03-12-2012, 01:54 PM
Extracting Actionable Knowledge from Decision Trees (IEEE)
ABSTRACT
Most data mining algorithms and tools stop at discovered customer models, producing
distribution information on customer profiles. Such techniques, when applied to industrial
problems such as customer relationship management (CRM), are useful in pointing out
customers who are likely attritors and customers who are loyal, but they require human experts
to post process the discovered knowledge manually. Most of the post processing techniques
have been limited to producing visualization results and interestingness ranking, but they do not
directly suggest actions that would lead to an increase in the objective function such as profit.

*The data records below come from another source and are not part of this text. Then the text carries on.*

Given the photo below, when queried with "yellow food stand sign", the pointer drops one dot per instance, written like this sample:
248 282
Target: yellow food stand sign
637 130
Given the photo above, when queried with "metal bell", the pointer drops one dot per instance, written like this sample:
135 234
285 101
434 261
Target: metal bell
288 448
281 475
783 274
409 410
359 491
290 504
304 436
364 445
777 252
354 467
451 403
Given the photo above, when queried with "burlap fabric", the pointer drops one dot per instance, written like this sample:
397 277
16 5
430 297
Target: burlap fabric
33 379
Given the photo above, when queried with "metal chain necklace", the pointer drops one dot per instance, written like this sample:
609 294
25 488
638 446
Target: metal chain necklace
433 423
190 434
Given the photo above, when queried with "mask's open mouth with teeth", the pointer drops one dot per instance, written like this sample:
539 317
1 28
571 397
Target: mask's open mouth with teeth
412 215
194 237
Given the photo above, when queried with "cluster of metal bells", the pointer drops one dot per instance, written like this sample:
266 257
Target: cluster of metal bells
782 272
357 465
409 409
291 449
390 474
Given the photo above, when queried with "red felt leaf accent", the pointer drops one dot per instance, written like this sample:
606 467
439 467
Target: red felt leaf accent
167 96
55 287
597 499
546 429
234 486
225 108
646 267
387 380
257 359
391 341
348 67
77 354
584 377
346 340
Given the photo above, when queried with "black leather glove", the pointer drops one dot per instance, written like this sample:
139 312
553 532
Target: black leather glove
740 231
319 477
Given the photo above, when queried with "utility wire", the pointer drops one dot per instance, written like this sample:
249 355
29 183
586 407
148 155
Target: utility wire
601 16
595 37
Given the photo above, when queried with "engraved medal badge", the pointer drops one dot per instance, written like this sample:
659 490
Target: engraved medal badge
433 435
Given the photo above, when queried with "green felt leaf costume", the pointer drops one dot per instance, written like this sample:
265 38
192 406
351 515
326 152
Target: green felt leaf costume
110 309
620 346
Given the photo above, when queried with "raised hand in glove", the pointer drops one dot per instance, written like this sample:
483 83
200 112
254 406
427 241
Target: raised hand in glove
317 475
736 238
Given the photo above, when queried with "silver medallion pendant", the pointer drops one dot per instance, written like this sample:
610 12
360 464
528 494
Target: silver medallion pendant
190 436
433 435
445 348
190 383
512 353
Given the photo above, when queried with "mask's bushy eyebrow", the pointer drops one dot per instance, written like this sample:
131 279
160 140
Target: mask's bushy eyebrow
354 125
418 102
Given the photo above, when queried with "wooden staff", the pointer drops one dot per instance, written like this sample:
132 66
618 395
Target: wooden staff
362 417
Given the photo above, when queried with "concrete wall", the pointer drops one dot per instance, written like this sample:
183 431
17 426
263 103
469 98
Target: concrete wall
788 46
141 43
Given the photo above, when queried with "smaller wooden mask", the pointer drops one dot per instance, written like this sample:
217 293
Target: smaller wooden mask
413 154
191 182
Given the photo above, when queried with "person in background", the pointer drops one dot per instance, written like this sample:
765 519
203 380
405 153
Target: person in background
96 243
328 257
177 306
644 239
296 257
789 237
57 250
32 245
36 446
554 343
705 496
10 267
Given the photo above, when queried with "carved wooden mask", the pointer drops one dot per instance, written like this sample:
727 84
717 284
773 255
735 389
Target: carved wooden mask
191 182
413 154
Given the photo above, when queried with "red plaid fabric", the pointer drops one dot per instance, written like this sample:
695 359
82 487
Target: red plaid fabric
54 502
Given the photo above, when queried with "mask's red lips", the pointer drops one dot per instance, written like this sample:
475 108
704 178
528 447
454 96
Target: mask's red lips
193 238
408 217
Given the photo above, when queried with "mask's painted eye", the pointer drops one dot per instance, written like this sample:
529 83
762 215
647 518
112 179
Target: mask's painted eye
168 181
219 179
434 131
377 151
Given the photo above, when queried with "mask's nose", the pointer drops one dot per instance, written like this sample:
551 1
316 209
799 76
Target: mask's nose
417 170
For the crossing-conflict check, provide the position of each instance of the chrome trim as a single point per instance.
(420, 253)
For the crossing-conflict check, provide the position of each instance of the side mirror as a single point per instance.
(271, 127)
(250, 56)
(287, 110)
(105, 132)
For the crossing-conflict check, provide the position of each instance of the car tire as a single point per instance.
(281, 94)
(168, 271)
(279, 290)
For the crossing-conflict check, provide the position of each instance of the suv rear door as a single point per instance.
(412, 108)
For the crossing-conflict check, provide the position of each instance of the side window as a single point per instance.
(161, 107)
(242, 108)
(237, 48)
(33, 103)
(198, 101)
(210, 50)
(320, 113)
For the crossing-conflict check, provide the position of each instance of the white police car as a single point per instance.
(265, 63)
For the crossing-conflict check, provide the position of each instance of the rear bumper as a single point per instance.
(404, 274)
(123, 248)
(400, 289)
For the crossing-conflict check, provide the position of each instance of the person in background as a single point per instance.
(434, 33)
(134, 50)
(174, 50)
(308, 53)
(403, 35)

In this paper, we present novel algorithms that suggest actions to change customers from an
undesired status (such as attritors) to a desired one (such as loyal) while maximizing an
objective function: the expected net profit. These algorithms can discover cost effective actions
to transform customers from undesirable classes to desirable ones. The approach we take
integrates data mining and decision making tightly by formulating the decision making problems
directly on top of the data mining results in a post processing step. To improve the
effectiveness of the approach, we also present an ensemble of decision trees which is shown to
be more robust when the training data changes. Empirical tests are conducted on both a
realistic insurance application domain and UCI benchmark data.